Li Wei, Li Mengfan, Zhao Jing
Department of Computer and Electrical Engineering and Computer Science, California State University Bakersfield, CA, USA ; School of Electrical Engineering and Automation, Tianjin University Tianjin, China.
School of Electrical Engineering and Automation, Tianjin University Tianjin, China.
Front Syst Neurosci. 2015 Jan 9;8:247. doi: 10.3389/fnsys.2014.00247. eCollection 2014.

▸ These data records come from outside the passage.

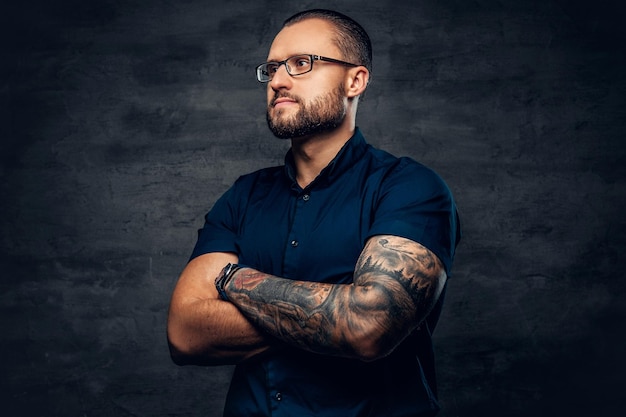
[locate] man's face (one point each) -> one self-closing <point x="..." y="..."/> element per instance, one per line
<point x="310" y="103"/>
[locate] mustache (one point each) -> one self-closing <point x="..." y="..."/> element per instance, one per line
<point x="278" y="95"/>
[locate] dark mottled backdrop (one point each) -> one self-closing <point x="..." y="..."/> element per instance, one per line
<point x="121" y="122"/>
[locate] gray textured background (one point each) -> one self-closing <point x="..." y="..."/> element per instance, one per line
<point x="121" y="122"/>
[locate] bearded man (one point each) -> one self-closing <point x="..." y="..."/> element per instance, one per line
<point x="321" y="279"/>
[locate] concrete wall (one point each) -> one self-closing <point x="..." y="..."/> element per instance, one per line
<point x="122" y="122"/>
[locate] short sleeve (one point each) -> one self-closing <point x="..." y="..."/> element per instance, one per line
<point x="415" y="203"/>
<point x="219" y="233"/>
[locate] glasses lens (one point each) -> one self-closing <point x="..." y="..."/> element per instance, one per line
<point x="299" y="64"/>
<point x="265" y="71"/>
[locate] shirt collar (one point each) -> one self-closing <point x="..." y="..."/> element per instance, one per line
<point x="347" y="156"/>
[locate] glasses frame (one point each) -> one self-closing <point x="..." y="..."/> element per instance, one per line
<point x="311" y="56"/>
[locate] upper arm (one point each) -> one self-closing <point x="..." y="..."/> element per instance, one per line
<point x="405" y="274"/>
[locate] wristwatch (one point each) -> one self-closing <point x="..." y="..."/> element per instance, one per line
<point x="223" y="278"/>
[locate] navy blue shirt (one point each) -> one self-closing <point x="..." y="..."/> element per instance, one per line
<point x="317" y="234"/>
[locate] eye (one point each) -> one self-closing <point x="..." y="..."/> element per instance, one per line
<point x="303" y="62"/>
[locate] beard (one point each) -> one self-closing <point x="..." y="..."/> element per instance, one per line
<point x="320" y="115"/>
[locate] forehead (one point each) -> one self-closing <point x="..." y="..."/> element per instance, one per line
<point x="311" y="36"/>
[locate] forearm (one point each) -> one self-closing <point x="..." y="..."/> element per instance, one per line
<point x="212" y="332"/>
<point x="204" y="330"/>
<point x="367" y="319"/>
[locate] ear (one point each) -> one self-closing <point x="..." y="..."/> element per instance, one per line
<point x="356" y="81"/>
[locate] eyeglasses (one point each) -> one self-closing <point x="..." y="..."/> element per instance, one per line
<point x="295" y="65"/>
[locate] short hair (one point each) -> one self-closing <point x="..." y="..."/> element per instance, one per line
<point x="351" y="39"/>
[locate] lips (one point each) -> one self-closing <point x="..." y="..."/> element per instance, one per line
<point x="283" y="100"/>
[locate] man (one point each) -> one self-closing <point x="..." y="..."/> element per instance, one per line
<point x="343" y="252"/>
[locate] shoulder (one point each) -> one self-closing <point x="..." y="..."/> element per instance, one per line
<point x="264" y="175"/>
<point x="405" y="173"/>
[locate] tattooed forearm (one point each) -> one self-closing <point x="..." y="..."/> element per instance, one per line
<point x="396" y="283"/>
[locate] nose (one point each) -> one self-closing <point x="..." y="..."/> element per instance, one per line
<point x="281" y="78"/>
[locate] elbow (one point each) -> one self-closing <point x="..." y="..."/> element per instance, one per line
<point x="372" y="346"/>
<point x="179" y="355"/>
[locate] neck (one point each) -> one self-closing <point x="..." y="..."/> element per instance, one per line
<point x="313" y="153"/>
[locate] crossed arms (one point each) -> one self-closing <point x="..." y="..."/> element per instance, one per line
<point x="395" y="285"/>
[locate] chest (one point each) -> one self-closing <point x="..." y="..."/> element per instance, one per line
<point x="313" y="235"/>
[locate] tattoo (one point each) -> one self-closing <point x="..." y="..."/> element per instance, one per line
<point x="396" y="283"/>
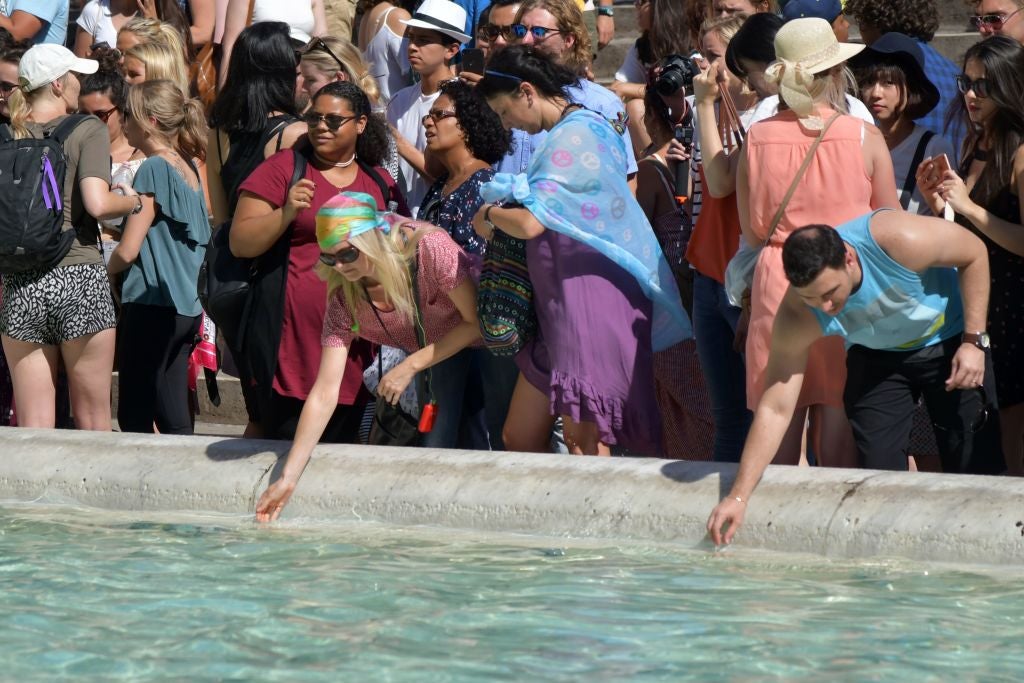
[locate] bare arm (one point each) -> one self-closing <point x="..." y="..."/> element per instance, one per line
<point x="1007" y="233"/>
<point x="316" y="412"/>
<point x="204" y="16"/>
<point x="133" y="237"/>
<point x="793" y="335"/>
<point x="22" y="25"/>
<point x="468" y="331"/>
<point x="100" y="203"/>
<point x="516" y="221"/>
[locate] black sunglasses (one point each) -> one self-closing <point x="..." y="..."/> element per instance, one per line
<point x="332" y="121"/>
<point x="980" y="86"/>
<point x="979" y="421"/>
<point x="345" y="256"/>
<point x="318" y="44"/>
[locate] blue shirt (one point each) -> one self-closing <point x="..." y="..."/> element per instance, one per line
<point x="165" y="272"/>
<point x="942" y="73"/>
<point x="53" y="14"/>
<point x="894" y="308"/>
<point x="590" y="94"/>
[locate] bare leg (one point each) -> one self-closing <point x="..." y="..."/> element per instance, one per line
<point x="832" y="437"/>
<point x="1012" y="422"/>
<point x="90" y="361"/>
<point x="527" y="427"/>
<point x="582" y="438"/>
<point x="34" y="374"/>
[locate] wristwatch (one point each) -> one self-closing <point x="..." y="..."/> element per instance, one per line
<point x="979" y="339"/>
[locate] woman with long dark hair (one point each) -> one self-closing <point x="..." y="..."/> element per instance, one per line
<point x="345" y="147"/>
<point x="986" y="198"/>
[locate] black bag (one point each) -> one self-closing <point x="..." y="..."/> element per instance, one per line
<point x="224" y="280"/>
<point x="32" y="177"/>
<point x="392" y="425"/>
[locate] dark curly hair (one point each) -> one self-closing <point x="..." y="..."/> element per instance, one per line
<point x="485" y="137"/>
<point x="918" y="18"/>
<point x="371" y="145"/>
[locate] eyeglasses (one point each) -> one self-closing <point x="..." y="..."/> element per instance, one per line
<point x="332" y="121"/>
<point x="103" y="116"/>
<point x="437" y="116"/>
<point x="539" y="32"/>
<point x="493" y="31"/>
<point x="318" y="44"/>
<point x="345" y="256"/>
<point x="991" y="22"/>
<point x="980" y="86"/>
<point x="979" y="421"/>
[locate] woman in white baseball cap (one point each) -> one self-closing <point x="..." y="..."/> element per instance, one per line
<point x="66" y="310"/>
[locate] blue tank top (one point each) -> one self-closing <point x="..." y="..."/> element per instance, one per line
<point x="895" y="307"/>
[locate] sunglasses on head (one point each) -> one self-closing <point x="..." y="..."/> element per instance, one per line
<point x="437" y="116"/>
<point x="345" y="256"/>
<point x="332" y="121"/>
<point x="318" y="44"/>
<point x="991" y="22"/>
<point x="539" y="32"/>
<point x="979" y="86"/>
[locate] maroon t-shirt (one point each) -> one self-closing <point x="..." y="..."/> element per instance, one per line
<point x="305" y="294"/>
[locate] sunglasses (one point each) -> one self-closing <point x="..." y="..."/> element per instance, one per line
<point x="332" y="121"/>
<point x="437" y="116"/>
<point x="345" y="256"/>
<point x="979" y="421"/>
<point x="493" y="31"/>
<point x="539" y="32"/>
<point x="103" y="116"/>
<point x="318" y="44"/>
<point x="980" y="86"/>
<point x="991" y="22"/>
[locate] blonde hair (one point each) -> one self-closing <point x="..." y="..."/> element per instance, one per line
<point x="161" y="110"/>
<point x="568" y="19"/>
<point x="19" y="104"/>
<point x="155" y="31"/>
<point x="390" y="255"/>
<point x="725" y="27"/>
<point x="352" y="65"/>
<point x="162" y="63"/>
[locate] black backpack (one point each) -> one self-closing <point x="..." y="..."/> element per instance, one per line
<point x="32" y="177"/>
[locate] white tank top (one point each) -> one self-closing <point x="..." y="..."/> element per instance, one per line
<point x="386" y="53"/>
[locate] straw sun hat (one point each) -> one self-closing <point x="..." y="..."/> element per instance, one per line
<point x="805" y="47"/>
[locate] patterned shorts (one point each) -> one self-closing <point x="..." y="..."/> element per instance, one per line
<point x="50" y="307"/>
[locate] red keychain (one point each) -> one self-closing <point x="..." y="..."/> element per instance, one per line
<point x="427" y="418"/>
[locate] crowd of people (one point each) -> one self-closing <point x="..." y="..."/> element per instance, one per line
<point x="762" y="244"/>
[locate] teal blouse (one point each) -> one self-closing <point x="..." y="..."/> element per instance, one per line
<point x="165" y="272"/>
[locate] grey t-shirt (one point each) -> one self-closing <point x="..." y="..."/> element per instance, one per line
<point x="88" y="153"/>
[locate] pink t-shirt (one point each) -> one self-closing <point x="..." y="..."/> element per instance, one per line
<point x="442" y="266"/>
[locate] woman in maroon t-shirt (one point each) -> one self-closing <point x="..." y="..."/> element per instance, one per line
<point x="341" y="129"/>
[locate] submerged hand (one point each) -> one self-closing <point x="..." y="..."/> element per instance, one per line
<point x="728" y="513"/>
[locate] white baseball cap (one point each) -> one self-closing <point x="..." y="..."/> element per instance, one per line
<point x="46" y="62"/>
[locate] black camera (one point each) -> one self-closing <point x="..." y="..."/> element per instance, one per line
<point x="677" y="74"/>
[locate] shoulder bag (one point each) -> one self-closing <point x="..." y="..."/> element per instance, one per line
<point x="739" y="272"/>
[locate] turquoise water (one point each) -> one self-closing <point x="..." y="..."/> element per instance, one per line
<point x="97" y="596"/>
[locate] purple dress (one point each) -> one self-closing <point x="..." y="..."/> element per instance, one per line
<point x="593" y="355"/>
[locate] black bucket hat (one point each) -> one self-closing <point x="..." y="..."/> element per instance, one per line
<point x="907" y="53"/>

This paper investigates controlling humanoid robot behavior via motion-onset specific N200 potentials. In this study, N200 potentials are induced by moving a blue bar through robot images intuitively representing robot behaviors to be controlled with mind. We present the individual impact of each subject on N200 potentials and discuss how to deal with individuality to obtain a high accuracy. The study results document the off-line average accuracy of 93% for hitting targets across over five subjects, so we use this major component of the motion-onset visual evoked potential (mVEP) to code people's mental activities and to perform two types of on-line operation tasks: navigating a humanoid robot in an office environment with an obstacle and picking-up an object. We discuss the factors that affect the on-line control success rate and the total time for completing an on-line operation task.
本文研究通过运动起始特定的N200电位来控制人形机器人的行为。在本研究中,通过在直观代表要用思维控制的机器人行为的机器人图像上移动一条蓝色条带来诱发N200电位。我们展示了每个受试者对N200电位的个体影响,并讨论了如何处理个体差异以获得高精度。研究结果表明,超过五名受试者击中目标的离线平均准确率为93%,因此我们使用运动起始视觉诱发电位(mVEP)的这一主要成分来编码人们的心理活动,并执行两种在线操作任务:在有障碍物的办公室环境中导航人形机器人以及拾取物体。我们讨论了影响在线控制成功率和完成在线操作任务总时间的因素。